Abram además le respondió a Dios con un sacrificio de adoración. La idolatría le quita a Dios la porción que le corresponde, pues reemplaza al Dios vivo por una imitación, la cual se convierte en un centro de atracción, afecto y alabanza. Incluso los verdaderos cristianos pueden sustituir a Dios por otros intereses, quizás no oficialmente, pero sí en la práctica. Juan advierte a los hijos de Dios a que estén atentos contra este peligro y les pide que se guarden de los ídolos (1 Jn. 5:21). Abram, que más tarde fue llamado Abraham, se convirtió en un verdadero vencedor, pues debido a su amor a Dios, él aprendió a poner los intereses de Dios en primer lugar y por sobre todo. Es por eso que la Palabra lo llama “amigo de Dios”.

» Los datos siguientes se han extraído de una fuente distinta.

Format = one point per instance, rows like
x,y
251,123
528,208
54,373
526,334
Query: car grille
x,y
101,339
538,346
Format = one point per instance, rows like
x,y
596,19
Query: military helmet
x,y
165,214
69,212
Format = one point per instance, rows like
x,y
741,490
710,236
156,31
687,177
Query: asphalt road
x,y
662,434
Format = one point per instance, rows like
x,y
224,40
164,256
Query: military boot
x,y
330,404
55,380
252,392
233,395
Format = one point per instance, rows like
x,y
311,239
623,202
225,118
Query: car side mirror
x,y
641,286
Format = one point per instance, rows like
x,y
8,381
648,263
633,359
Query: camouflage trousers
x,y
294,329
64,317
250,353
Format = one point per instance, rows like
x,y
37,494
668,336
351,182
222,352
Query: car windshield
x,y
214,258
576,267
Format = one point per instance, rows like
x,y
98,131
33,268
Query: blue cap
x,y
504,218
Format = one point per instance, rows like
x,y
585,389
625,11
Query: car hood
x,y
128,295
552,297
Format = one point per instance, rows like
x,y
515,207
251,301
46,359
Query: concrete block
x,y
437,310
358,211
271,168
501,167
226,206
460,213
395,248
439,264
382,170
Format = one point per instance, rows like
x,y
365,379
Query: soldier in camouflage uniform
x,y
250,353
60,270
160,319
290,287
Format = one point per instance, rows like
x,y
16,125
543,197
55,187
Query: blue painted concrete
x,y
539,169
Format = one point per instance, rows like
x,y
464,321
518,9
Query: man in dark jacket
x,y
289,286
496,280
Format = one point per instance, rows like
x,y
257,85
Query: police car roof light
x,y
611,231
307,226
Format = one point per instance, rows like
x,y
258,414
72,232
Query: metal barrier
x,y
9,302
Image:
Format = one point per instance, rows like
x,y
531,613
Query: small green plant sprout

Abram estaba rodeado por la idolatría cananea y la iniquidad de los amorreos, pero Dios lo animó a confiar en Él. Fue entonces cuando Abram edificó un altar al Señor que se le había aparecido (Gn. 12:7). ¡Qué fe y qué amor por Dios! Todo el que miraba aquel altar podía reconocer que Abram era un testigo de Dios. Al Señor le agrada que los creyentes sean un testimonio público de Él, que sean vistos como vencedores y personas que aman a Dios. La palabra “altar” significa «lugar de sacrificio», y tal testimonio público está basado en el verdadero sacrificio de nuestro Señor, ofrecido una vez y para siempre en la cruz del Calvario.